Por su parte, José Manuel Guillamón, investigador del IATA-CSIC, presentó el desarrollo de nuevos productos y técnicas para la optimización tanto de la calidad de los vinos base como de la segunda fermentación en botella. Entre ellos, destacó un innovador método de elaboración de pie de cuba, mediante el uso de un biorreactor, que “permitirá unas segundas fermentaciones en botella más regulares y estandarizadas, así como tener un control del proceso del pie de cuba”. Además, con respecto al uso de levaduras no convencionales para aumentar la acidez de los cavas, afirmó que se trata de “una buena estrategia” para aplicar en los vinos base. En este sentido, Guillamón confirmó que “es viable industrialmente introducir nuevas cepas y especies de levaduras para llevar a cabo la segunda fermentación en botella”.

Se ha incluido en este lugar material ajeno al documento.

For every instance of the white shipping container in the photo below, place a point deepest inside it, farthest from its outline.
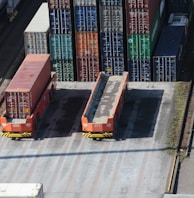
(11, 5)
(21, 190)
(36, 33)
(84, 2)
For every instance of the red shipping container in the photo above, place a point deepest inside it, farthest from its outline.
(86, 44)
(27, 85)
(59, 4)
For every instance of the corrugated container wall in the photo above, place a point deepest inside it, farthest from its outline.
(112, 37)
(27, 85)
(167, 57)
(37, 32)
(183, 6)
(142, 27)
(86, 37)
(60, 39)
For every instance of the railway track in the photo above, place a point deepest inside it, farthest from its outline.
(185, 141)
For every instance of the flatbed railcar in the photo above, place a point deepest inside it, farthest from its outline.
(105, 104)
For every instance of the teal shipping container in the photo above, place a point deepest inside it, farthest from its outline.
(64, 70)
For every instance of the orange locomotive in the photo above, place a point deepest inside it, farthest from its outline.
(104, 106)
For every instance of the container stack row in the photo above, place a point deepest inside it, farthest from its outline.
(143, 24)
(111, 36)
(36, 33)
(167, 58)
(60, 39)
(86, 40)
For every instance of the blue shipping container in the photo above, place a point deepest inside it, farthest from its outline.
(140, 70)
(183, 6)
(60, 21)
(111, 2)
(112, 44)
(167, 57)
(85, 18)
(113, 65)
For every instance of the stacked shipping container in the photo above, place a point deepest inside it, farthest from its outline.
(143, 24)
(27, 85)
(61, 47)
(86, 37)
(111, 36)
(37, 32)
(167, 57)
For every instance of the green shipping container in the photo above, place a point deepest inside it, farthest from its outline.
(141, 46)
(64, 70)
(133, 46)
(61, 46)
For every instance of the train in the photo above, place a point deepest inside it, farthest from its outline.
(27, 97)
(103, 109)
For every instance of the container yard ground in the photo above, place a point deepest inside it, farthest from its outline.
(70, 165)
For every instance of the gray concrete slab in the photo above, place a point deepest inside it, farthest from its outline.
(70, 165)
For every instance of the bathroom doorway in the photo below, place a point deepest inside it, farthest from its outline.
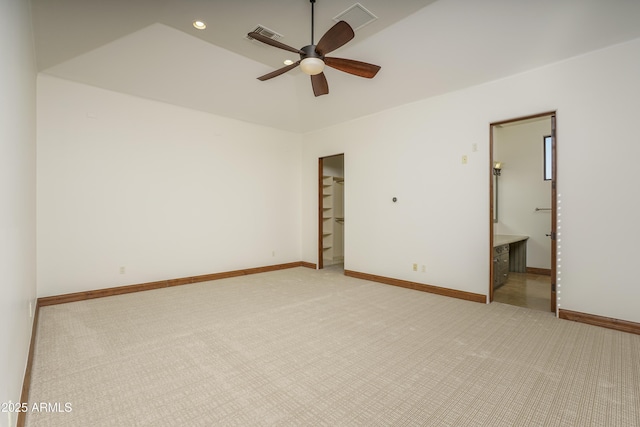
(523, 211)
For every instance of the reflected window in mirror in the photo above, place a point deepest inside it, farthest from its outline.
(548, 143)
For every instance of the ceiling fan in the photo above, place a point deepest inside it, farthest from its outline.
(312, 57)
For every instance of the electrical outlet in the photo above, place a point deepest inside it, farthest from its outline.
(10, 415)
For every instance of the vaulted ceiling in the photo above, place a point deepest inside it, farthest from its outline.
(149, 48)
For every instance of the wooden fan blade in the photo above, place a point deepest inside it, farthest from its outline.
(350, 66)
(274, 43)
(337, 36)
(319, 84)
(278, 71)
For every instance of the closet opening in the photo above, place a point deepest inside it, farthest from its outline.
(331, 220)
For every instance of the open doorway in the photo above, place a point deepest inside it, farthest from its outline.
(523, 212)
(331, 212)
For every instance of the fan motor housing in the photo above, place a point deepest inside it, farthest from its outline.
(310, 52)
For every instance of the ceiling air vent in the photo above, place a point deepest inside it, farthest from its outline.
(262, 30)
(357, 16)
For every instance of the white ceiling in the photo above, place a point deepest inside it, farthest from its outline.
(148, 48)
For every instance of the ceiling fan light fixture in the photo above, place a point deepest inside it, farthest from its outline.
(312, 66)
(199, 25)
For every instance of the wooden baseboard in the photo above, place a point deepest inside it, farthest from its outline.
(540, 271)
(419, 286)
(605, 322)
(119, 290)
(26, 381)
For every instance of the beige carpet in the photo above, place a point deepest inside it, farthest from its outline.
(301, 347)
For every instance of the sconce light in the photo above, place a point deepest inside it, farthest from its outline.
(497, 168)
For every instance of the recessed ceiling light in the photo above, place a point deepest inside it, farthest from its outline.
(200, 25)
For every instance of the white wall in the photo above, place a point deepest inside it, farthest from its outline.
(163, 191)
(17, 193)
(441, 218)
(522, 187)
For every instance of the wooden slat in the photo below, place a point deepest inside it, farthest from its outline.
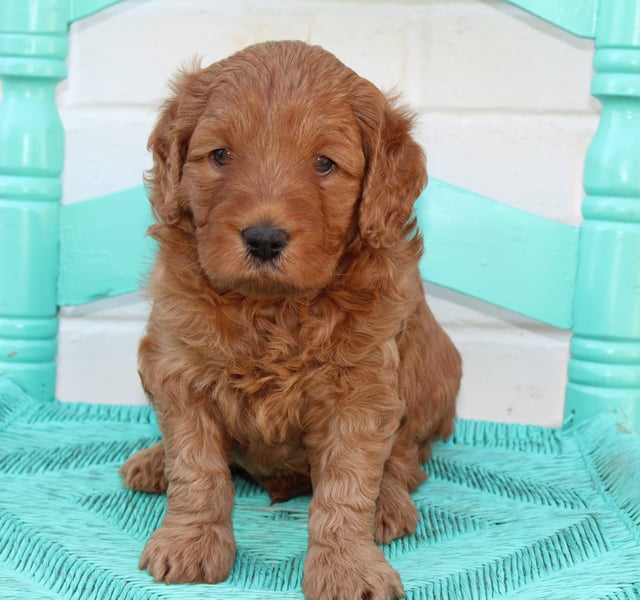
(103, 248)
(497, 253)
(575, 16)
(79, 9)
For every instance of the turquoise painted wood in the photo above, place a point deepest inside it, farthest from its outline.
(103, 248)
(498, 253)
(604, 369)
(33, 48)
(575, 16)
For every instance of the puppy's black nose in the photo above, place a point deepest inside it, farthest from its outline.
(265, 242)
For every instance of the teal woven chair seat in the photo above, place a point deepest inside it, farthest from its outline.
(508, 511)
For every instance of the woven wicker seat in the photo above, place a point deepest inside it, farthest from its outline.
(508, 510)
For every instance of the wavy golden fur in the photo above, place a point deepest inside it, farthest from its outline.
(289, 335)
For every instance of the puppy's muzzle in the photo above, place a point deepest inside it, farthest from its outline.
(265, 242)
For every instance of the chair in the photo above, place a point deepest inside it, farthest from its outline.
(509, 510)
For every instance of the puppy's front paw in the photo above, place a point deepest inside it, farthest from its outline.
(360, 572)
(200, 552)
(144, 471)
(396, 514)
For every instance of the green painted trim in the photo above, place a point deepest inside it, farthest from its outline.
(498, 253)
(79, 9)
(103, 248)
(575, 16)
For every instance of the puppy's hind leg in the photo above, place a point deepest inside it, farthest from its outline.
(144, 471)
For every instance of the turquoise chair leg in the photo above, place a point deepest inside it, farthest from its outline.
(33, 47)
(604, 369)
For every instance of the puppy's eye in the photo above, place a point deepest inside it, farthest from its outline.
(221, 156)
(324, 165)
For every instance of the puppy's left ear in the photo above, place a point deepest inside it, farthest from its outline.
(395, 173)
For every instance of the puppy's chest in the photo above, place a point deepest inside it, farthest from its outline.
(264, 386)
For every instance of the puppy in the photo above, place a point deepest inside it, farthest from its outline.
(289, 335)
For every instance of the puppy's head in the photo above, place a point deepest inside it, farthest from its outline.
(276, 159)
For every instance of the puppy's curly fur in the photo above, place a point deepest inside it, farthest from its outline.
(289, 335)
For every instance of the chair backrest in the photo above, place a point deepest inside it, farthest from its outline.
(584, 279)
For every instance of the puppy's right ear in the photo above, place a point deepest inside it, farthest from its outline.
(169, 142)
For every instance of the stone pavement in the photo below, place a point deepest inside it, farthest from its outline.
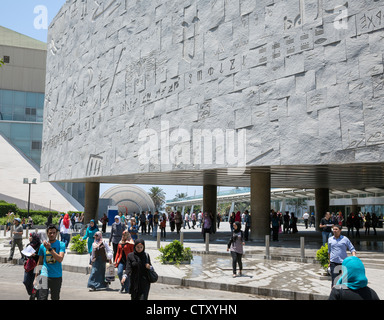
(284, 275)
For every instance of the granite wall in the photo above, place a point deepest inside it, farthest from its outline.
(133, 86)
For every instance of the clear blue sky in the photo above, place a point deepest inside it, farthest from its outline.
(20, 16)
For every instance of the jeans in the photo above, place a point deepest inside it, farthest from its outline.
(120, 272)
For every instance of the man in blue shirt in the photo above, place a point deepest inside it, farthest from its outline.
(337, 251)
(51, 255)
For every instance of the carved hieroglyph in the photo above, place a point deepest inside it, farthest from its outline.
(131, 85)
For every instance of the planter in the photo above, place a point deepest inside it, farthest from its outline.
(173, 263)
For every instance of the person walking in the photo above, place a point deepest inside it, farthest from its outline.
(350, 223)
(231, 220)
(116, 234)
(375, 222)
(143, 223)
(124, 248)
(353, 284)
(235, 246)
(138, 264)
(306, 218)
(337, 251)
(207, 223)
(65, 229)
(17, 238)
(178, 221)
(275, 224)
(367, 223)
(51, 255)
(104, 221)
(286, 222)
(150, 222)
(133, 229)
(247, 221)
(193, 218)
(90, 234)
(172, 221)
(156, 219)
(357, 223)
(163, 223)
(30, 264)
(101, 254)
(326, 226)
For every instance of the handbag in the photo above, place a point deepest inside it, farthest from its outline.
(29, 265)
(152, 274)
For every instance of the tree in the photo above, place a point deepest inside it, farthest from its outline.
(158, 197)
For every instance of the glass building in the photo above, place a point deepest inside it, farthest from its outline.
(22, 95)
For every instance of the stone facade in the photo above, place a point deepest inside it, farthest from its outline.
(132, 85)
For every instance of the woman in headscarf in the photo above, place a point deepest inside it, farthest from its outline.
(138, 264)
(101, 253)
(65, 225)
(124, 248)
(29, 276)
(235, 245)
(116, 234)
(353, 284)
(90, 233)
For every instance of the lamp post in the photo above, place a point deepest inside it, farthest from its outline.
(26, 181)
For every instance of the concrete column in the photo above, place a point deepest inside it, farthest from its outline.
(322, 205)
(260, 204)
(91, 205)
(210, 202)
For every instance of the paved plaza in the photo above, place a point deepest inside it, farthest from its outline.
(284, 275)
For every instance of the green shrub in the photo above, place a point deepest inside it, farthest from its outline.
(175, 253)
(322, 256)
(78, 244)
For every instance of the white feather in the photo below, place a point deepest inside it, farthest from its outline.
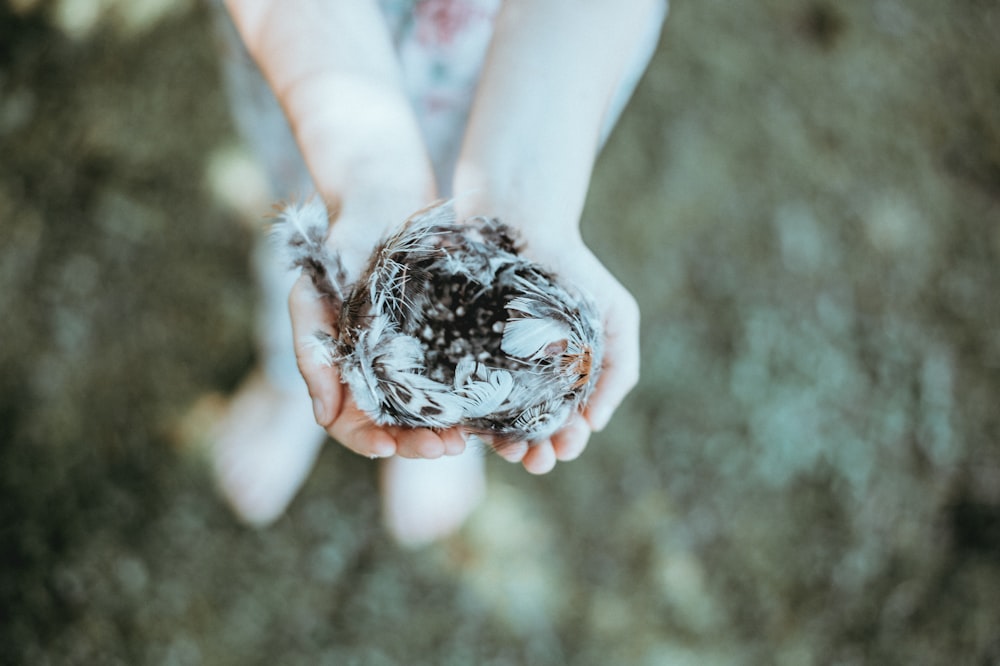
(485, 397)
(529, 337)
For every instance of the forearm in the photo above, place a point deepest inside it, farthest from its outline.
(332, 67)
(536, 123)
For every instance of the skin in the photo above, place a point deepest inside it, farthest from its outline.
(533, 136)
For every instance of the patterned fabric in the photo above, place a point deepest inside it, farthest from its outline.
(441, 45)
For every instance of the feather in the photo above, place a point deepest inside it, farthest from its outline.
(531, 338)
(484, 397)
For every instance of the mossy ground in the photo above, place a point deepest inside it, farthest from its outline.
(803, 196)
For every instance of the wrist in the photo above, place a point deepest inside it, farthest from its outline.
(542, 216)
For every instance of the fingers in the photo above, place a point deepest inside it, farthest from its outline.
(540, 458)
(620, 370)
(571, 440)
(355, 430)
(512, 451)
(309, 315)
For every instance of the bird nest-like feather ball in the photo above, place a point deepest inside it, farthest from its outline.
(450, 325)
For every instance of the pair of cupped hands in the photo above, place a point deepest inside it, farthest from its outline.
(528, 151)
(355, 231)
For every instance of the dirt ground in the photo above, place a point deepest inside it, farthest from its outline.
(804, 196)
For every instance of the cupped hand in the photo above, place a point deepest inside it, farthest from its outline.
(574, 263)
(333, 405)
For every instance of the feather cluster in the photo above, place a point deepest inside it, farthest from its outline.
(450, 325)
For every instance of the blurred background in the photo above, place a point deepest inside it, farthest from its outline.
(804, 196)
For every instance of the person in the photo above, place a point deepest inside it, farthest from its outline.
(503, 106)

A continuación, Jordi Cirujeda, investigador en el AINA, manifestó que “Cavawinner ha marcado un antes y un después en el control de la calidad y la seguridad alimentaria del cava”. Así, explicó que se ha logrado desarrollar una “novedosa herramienta inteligente de inspección de la calidad del cava”, la cual permite localizar las materias extrañas que puedan estar presentes en el producto embotellado e, incluso, aquellas contaminantes de baja densidad (plásticos, cristales, materia orgánica como insectos, corchos, etc.). “Nos permite ir más allá de lo que el ojo humano o los sistemas convencionales puedan detectar”, añadió Cirujeda.

En esta línea, cabe destacar el desarrollo y la puesta en marcha de un equipo piloto, llamado Cavawinner Inspect, capaz de implementar innovadoras tecnologías de inspección del campo de la visión y la Inteligencia Artificial. Según Cirujeda, “esto hace de la solución una propuesta completamente funcional, adaptable y diferencial que permite contribuir a posicionar y garantizar, más si cabe, la alta calidad del cava español”.

En representación de la Universidad Rovira i Virgili, Marta Conde compartió que “se han estudiado distintos aspectos para la optimización en el proceso de elaboración del cava”. Entre ellos, destacó la medición de la cinética de descenso de lías para optimizar el proceso del removido tradicional, el análisis del uso de taninos enológicos como aditivos antioxidantes, el estudio del aporte de moléculas derivadas de la autolisis de la levadura y el uso de columnas de intercambio catiónico para ajustar el pH de los vinos base y los cavas.

Finalmente, Sergi Ferrer, miembro del equipo de Enolab de la Universitat de València, señaló que, con el desarrollo de Cavawinner, “se han obtenido vinos base con características singulares y de calidad”. Este logro ha sido posible gracias a, entre otros factores, el aislamiento de nuevas cepas de bacterias lácticas con características diferenciales, la adaptación de las mismas a bajos pH y al sulfuroso, la acidificación biológica de los mostos, la realización de la fermentación maloláctica en mostos, y el poder acidificante de estas bacterias lácticas.

Cavawinner ha contado con un presupuesto global de 6,1 millones de euros y se ha llevado a cabo gracias al apoyo financiero del programa CIEN del CDTI.

Proyecto Cavawinner

Cavawinner es un proyecto consorciado de investigación industrial y desarrollo experimental, formado por ocho socios empresariales y cinco organismos de investigación de referencia nacional. Pretende posicionar el cava español frente a otros vinos espumosos internacionales, mediante la investigación y la incorporación de tecnologías a su sistema de elaboración tradicional, con la finalidad de reducir costes de producción y mejorar la calidad del producto final, adaptándolo a los gustos del consumidor internacional.